The character of recent Generali marketing activities required a temporary multi-fold capacity increase in Merkury 2.0 – the primary sales system utilized by Generali. At first, we considered linear server infrastructure component scaling. When testing the solution with Flopsar, it turned out, that there are multiple factors, which may greatly influence performance, and may be modified in order to increase system capacity. We noticed that standard load balancing techniques may have an adverse effect on the time required to perform operations by a single user. Load balancing conditioning based on infrastructure and system parameters enabled us to provide a solution, which featured the same efficiency for every user. Curiously, the tests have shown, that Flopsar Suite impact on environment load falls below 1–2%. Finally, after completing several optimizations, we have reached a state, where the system load increase could be handled without modifying the server infrastructure at all. After completing this marketing activity we were able to reduce that infrastructure.

Page 7: CIO Interview about Flopsar APM - Application Performance Management

How did the transition to the new method of observing sales efficiency go, especially in case of interpreting event distribution visualizations? Did the users easily reach a new deduction process?

Flopsar Suite is an intuitive package. The system is currently used by the IT department, but we are seriously considering sharing its data with business users, who might then use it to optimize business processes.

However, you have to consider the fact, that business users often require numerical data, not graphical presentations, in order to perform data analysis. If Flopsar was to be used for sales efficiency analysis, it would be good, if it had an option to provide results in a numerical format. For example: Departments responsible for sales care not only about how the system performance influences product sales, but also what the product search operation distribution is during particular hours, within given months or within the year.
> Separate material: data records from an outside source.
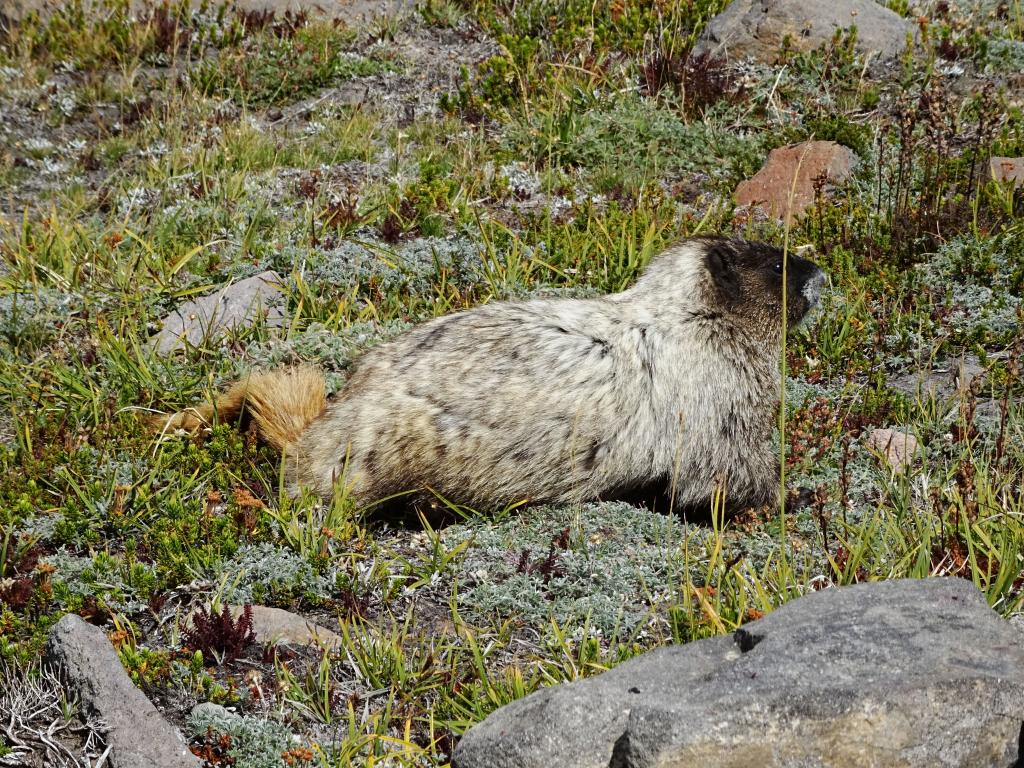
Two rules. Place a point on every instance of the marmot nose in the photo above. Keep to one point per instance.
(812, 288)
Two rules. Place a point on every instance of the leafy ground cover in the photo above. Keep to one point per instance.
(418, 164)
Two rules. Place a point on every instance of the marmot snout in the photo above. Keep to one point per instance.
(672, 381)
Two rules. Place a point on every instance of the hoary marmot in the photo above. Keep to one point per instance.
(673, 381)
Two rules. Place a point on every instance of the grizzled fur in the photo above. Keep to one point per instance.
(673, 381)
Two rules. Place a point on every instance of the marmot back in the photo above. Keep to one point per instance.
(674, 381)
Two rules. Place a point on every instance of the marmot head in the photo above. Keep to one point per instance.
(745, 281)
(735, 280)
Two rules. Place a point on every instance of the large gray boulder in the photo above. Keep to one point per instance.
(136, 732)
(757, 28)
(902, 673)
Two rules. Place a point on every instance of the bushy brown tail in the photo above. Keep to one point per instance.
(282, 402)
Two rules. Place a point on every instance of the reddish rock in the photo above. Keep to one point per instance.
(897, 448)
(771, 187)
(1007, 170)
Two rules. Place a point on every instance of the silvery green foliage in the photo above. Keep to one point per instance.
(980, 280)
(1004, 55)
(41, 725)
(332, 350)
(269, 574)
(621, 564)
(123, 587)
(255, 742)
(410, 266)
(33, 317)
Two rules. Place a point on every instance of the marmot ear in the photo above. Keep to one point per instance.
(719, 260)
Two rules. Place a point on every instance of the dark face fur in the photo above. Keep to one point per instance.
(747, 280)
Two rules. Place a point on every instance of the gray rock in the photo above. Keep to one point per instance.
(237, 304)
(907, 673)
(757, 28)
(942, 382)
(137, 734)
(210, 710)
(278, 626)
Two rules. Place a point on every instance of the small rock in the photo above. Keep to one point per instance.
(202, 320)
(946, 379)
(210, 710)
(809, 161)
(278, 626)
(137, 733)
(908, 673)
(898, 448)
(1007, 170)
(758, 29)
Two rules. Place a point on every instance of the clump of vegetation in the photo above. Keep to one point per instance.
(219, 635)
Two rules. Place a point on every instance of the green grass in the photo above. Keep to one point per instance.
(199, 148)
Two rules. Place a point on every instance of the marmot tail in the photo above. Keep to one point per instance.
(282, 402)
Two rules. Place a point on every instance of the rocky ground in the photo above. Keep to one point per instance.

The fact, that Generali reached such an advanced level of tool use proves, that the system is easy to handle. We also noticed, that the tool may be used in an even more optimized fashion, if additional expertise is gained pertaining to its operation: analysis, result interpretation, as well as building report extensions. It is worth mentioning, that all the data collected in the Flopsar database are available to our developers through a dedicated API.

Are process and factor complexity considered limitations for the application performance visualization method proposed by Flopsar? If so, how can this be circumvented?

Most probably everyone, who was ever responsible for IT system performance optimization, faced uncertainty, whether the system operates the same way between measurements, as during measurements. This is typical for systems, where performance is measured at established time periods. Flopsar analyzes every operation within the system. If we do not filter particular calls in a so-called -galaxy, every point represents one system call. If the processes performed are of high complexity, we are forced to operate on a large number of geometrically correlated points. In such case data analysis requires verifying particular calls amongst a larger number of those measured and presented. This might become a limitation due to the speed of data analysis by an expert. It may also adversely impact the application server load due to Flopsar collecting data. This can be circumvented, if we utilize techniques to exclude particular calls, which are outside our interest. It is possible to achieve at the system administration level, which enables monitoring to be developed individually for every application. -Another method to reduce the data, which do not require analysis, is an option to filter out minimum and maximum operation time in the analyzed system. Finally, in case of systems working on several application servers, we are able to change the point colors depending on the server. I believe, that it would be useful, if there was an option to define item colors in a custom fashion, e.g. based on the type of system operation or on the execution time.